***
Gdy
Tarva ją powita, a Alambil się pokłoni.
Przyjdzie
ta co ma nas zbawić i uchronić od zagłady.
Ją
pokona sama. Z anielicy darem.
Lilę
w dłoni dzierżąc, biały jeleń zjawi się, i ogłosi wszem i
wobec, że to dzieję się.
Ona
potomkinią tej co nas zrodziła.
Tym
ją pokochacie i znienawidzicie.
Ale
nie ona jedyna. Lecz Aravir też tu jest.
Znów
rozbłysło niebo, bo to jedna z nich.
Będąc
razem się zjednoczą i odnowią świat przez klejnotu czar.
***
-Mamo!
- Lily zbudziła się głośno krzycząc - Mamo. - podnosząc się do
pozycji siedzącej wyszeptała słowa, których tak bardzo jej
brakowało w życiu
Zamknęła oczy i opadła na poduszki. Poczuła wewnętrzną pustkę.

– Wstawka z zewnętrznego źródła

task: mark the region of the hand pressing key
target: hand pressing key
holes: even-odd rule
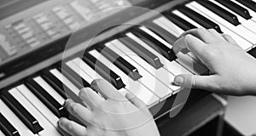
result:
[[[181,43],[185,44],[181,44]],[[209,76],[179,75],[177,85],[231,95],[256,95],[256,60],[228,35],[215,30],[193,29],[174,43],[177,54],[188,48],[211,71]]]
[[[103,80],[92,82],[91,88],[80,91],[84,104],[67,101],[66,108],[83,123],[60,119],[59,126],[67,133],[73,136],[160,135],[147,106],[136,96],[127,94],[124,97]]]

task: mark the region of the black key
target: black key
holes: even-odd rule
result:
[[[252,0],[236,0],[244,6],[256,12],[256,3]]]
[[[38,121],[32,116],[9,93],[5,92],[2,94],[1,98],[9,109],[33,133],[38,133],[44,130]]]
[[[52,75],[49,70],[44,70],[42,72],[41,76],[45,80],[47,83],[49,83],[60,95],[61,95],[65,99],[67,99],[67,93],[66,89],[64,89],[65,85],[57,79],[54,75]]]
[[[119,40],[155,69],[159,69],[163,66],[163,64],[156,55],[127,36],[121,35],[121,38],[119,38]]]
[[[141,30],[140,28],[134,27],[133,33],[170,61],[173,61],[177,59],[175,53],[172,48],[169,48],[165,44],[163,44],[144,31]]]
[[[104,55],[108,60],[110,60],[110,62],[115,65],[134,81],[137,81],[142,77],[136,67],[124,60],[121,56],[114,53],[109,48],[106,47],[103,44],[99,44],[96,47],[96,50],[98,50],[102,55]]]
[[[20,136],[17,129],[0,113],[0,130],[6,136]]]
[[[147,21],[143,23],[148,29],[154,32],[160,37],[166,40],[170,44],[173,45],[173,43],[177,40],[177,37],[173,34],[170,33],[161,26],[153,23],[152,21]]]
[[[57,70],[61,71],[61,73],[68,77],[68,79],[75,84],[79,89],[83,88],[90,87],[90,84],[82,78],[77,72],[73,71],[69,66],[66,64],[59,65]]]
[[[58,65],[57,66],[57,71],[60,71],[61,68],[61,65]],[[62,71],[63,70],[63,71]],[[62,69],[61,71],[62,71],[62,74],[63,76],[66,76],[64,75],[64,69]],[[59,93],[59,94],[61,94],[65,99],[67,99],[67,98],[68,99],[72,99],[74,102],[76,103],[80,103],[81,99],[79,98],[79,96],[74,94],[68,87],[67,87],[61,81],[60,81],[57,77],[55,77],[52,73],[49,72],[50,69],[48,69],[48,70],[44,70],[44,71],[42,71],[42,75],[41,76],[56,91]],[[65,71],[66,72],[66,71]],[[72,75],[70,75],[72,76]],[[72,77],[72,78],[74,78],[74,77]],[[80,81],[79,81],[81,77],[76,79],[78,80],[78,83],[79,83],[79,85],[78,85],[77,87],[79,88],[80,86],[80,88],[84,88],[83,87],[83,84],[85,85],[87,84],[88,82],[83,82],[83,84],[80,84],[82,82],[80,82]],[[83,82],[83,81],[82,81]],[[85,82],[85,81],[84,81]],[[74,82],[73,82],[74,83]],[[84,87],[90,87],[90,85],[89,86],[84,86]],[[81,104],[81,103],[80,103]]]
[[[247,9],[240,5],[236,4],[236,3],[230,0],[216,0],[219,3],[223,4],[224,6],[227,7],[228,8],[231,9],[232,11],[236,12],[237,14],[241,15],[246,20],[249,20],[252,18],[250,13]]]
[[[58,117],[67,117],[68,112],[33,79],[28,78],[26,86]]]
[[[100,74],[104,79],[111,82],[117,89],[125,87],[119,76],[111,71],[104,64],[98,61],[91,54],[85,53],[82,59],[88,65]]]
[[[212,11],[216,14],[219,15],[220,17],[224,18],[225,20],[229,21],[230,23],[233,24],[236,26],[241,24],[235,14],[230,13],[226,9],[222,8],[221,7],[216,5],[215,3],[210,1],[199,0],[196,2],[203,5],[209,10]]]
[[[197,28],[196,26],[183,20],[183,18],[171,13],[171,11],[164,13],[164,15],[172,23],[176,24],[178,27],[183,29],[184,31],[187,31],[190,29]]]
[[[218,32],[223,33],[220,30],[220,27],[218,24],[214,23],[211,20],[202,16],[201,14],[198,14],[197,12],[185,7],[180,7],[178,8],[180,12],[187,15],[189,18],[194,20],[195,22],[205,27],[206,29],[215,29]]]

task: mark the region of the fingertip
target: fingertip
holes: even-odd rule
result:
[[[64,101],[64,107],[68,107],[73,101],[70,99],[67,99]]]
[[[182,85],[183,83],[183,81],[184,81],[184,79],[182,76],[177,76],[174,78],[174,83],[177,86]]]
[[[88,91],[89,88],[82,88],[82,89],[79,91],[79,99],[85,98],[86,93],[87,93],[87,91]]]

Nie widziała czy ma wstać, znów iść spać, czy zrobić coś
zupełnie innego. Wszystko przez sen, w którym nie było nic prócz
kołysanki, którą śpiewała jej kiedyś mama. Najchętniej
zgłosiłaby nieprzygotowanie do życia na cały dzień. Była
dziwnie przygnębiona, jakby miała wrażenie, że coś się zaraz
stanie niedobrego. Jednak musiała zapanować nad wszelkimi
depresyjnymi objawami, ponieważ nie chciała, aby powróciło to co
było kiedyś. Czuła na siebie niewyobrażalną złość, że tak
postępowała, że przyniosła tyle cierpienia bliskim, że była dla
nich takim ciężarem. Jednak znów najchętniej zamknęłaby się w
pokoju i wsłuchiwała się w słodką ciszę, jeden z piękniejszych
dźwięków. Ale niestety musiała jutro wstać do najbardziej
znienawidzonej instytucji przez młodzież jaką jest szkoła. Do
tego nowej. Zbytnio jej to nie przeszkadzało. Jako dziecko często z
rodzicami i bratem musiała się przeprowadzać, z niewiadomych dla
niej powodów. Później nieco się to uspokoiło bo razem z Bashem
mieszkała u babci. Ale potem stało się to z powrotem normalnością.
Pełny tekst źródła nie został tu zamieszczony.